As someone who owns and flies a PA-25-235 Pawnee for aerial application, I’d like to clarify a few things:
1) A Pawnee 235 usually reaches its gross weight with around 100-110 gallons of water (8.3 pounds per gallon) and proportionately less with many ag chemicals that can weigh 9 to over 11 gallons per gallon. Most ag pilots who fly or flew Pawnees don’t advise flying with any more than 90-100 gallons. Mine has an updated 260 Hp engine, and while it has ample power to come out of a field and maintain speed in a turn, it’s still short of wing area. With more than 100 gallons (or 830 pounds) in the hopper, the stall speed starts to get uncomfortably close to the accelerated stall speed in a 45 degree turn. My Pawnee with myself and 41 gallons of fuel reaches its gross weight with 107 gallons of water. That last 50 gallons of hopper capacity is only useful for seeding and other operations with lower density dry materials. In short, the weight change was at most on the order of 800 pounds rather than 1200 pounds.
2) A Pawnee with a load and spray equipment will do a maximum of about 105-110 mph at 75% power and even at full power would be unlikely to exceed its Va of 120 mph. My Pawnee 235 has an updated engine producing 260 hp but with its fixed pitched propeller my Pawnees still won’t exceed Va with a full load and spray equipment. Based on both its plying traits and what I see in the video, I don’t see any indication of excessive airspeed in this video.

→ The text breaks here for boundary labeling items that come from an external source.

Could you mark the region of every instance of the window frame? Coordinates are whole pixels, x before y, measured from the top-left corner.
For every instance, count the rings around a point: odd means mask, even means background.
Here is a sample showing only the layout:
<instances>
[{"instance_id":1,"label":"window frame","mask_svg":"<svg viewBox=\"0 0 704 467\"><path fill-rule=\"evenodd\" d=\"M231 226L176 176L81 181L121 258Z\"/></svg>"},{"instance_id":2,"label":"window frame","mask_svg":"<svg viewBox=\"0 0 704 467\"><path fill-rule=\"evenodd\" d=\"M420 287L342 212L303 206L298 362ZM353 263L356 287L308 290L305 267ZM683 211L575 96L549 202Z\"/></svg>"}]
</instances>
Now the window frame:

3) Most ag planes do pitch up during an emergency dump. Ag pilots, like fire pilots flying ag aircraft as single engine air tankers, use forward stick to offset this pitch up tendency and can do it with no pitch up being evident. Students attending ag schools do emergency dumps as part of their part 137 training and very few anticipate the pitch up quickly enough and/or with enough forward stick in Pawnees and in aircraft that pitch up more than a Pawnee but the wings don’t fall off.

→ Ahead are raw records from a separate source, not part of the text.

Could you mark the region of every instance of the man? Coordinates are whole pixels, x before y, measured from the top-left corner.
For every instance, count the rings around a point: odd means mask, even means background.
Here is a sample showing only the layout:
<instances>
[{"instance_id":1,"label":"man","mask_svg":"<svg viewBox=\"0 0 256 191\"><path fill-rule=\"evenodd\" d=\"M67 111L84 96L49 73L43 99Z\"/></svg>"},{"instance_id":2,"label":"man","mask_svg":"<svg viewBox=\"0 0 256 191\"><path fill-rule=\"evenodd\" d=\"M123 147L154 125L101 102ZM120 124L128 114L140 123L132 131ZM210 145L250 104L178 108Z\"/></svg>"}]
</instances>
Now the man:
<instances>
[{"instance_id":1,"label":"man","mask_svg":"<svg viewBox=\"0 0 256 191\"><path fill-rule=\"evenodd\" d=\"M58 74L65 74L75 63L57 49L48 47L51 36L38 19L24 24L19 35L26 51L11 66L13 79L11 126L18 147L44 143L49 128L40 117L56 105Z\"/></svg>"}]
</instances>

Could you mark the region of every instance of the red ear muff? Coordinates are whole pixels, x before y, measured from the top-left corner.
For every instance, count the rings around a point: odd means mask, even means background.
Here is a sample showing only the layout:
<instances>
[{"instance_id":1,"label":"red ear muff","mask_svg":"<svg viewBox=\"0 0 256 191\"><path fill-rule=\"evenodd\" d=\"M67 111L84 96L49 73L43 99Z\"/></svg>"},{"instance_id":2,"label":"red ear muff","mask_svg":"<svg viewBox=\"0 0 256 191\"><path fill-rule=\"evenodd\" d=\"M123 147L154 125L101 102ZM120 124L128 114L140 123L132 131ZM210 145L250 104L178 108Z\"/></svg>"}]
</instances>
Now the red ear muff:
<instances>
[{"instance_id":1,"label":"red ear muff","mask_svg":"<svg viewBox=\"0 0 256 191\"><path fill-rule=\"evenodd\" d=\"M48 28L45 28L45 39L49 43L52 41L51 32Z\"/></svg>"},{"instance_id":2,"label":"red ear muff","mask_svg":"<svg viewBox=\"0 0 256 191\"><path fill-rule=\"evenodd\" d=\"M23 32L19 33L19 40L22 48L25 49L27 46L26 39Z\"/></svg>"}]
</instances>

4) The Pawnee’s pitch up tendency is comparatively mild, even when dumping a full load. When dumping a full 100-110 gallon load an uncorrected pitch up is still only on the order of 1.5-2.0 G.
5) More to the point, if you don’t mitigate the pitch up with forward stick it looks just like the Pawnee in the video prior to the pitch up. The initial pitch up before the wing separation isn’t out of the ordinary. Even if the pilot added back pressure to make it more spectacular, it’s not a pull anywhere near the damage and failure limits on the VG diagram, even 800 pounds below gross weight. You did discuss the 1995 AD that required periodic and extensive (wing removal and dye penetrant testing) every 24 months, or new wing attach fittings and repetitive replacement every 60 months. Later there were three STCs for new wing attach fittings, two of which retired the AD. Most Pawnees still out there have been modified with the new STC’d attach fittings at some point since 1995 when they have been rebuilt and recovered. The problem is unless you know what you are looking for and look to ensure the new STC’d attach fittings were actually installed, you have no idea if the AD was complied with or just pencil whipped. Similarly there is no way to know whether a 24 month or 60 month inspection was actually done if the aircraft has the original fittings. It’s not a common issue in the US, but Bic maintenance is a bigger potential issue south of the border, where these wing separations happen.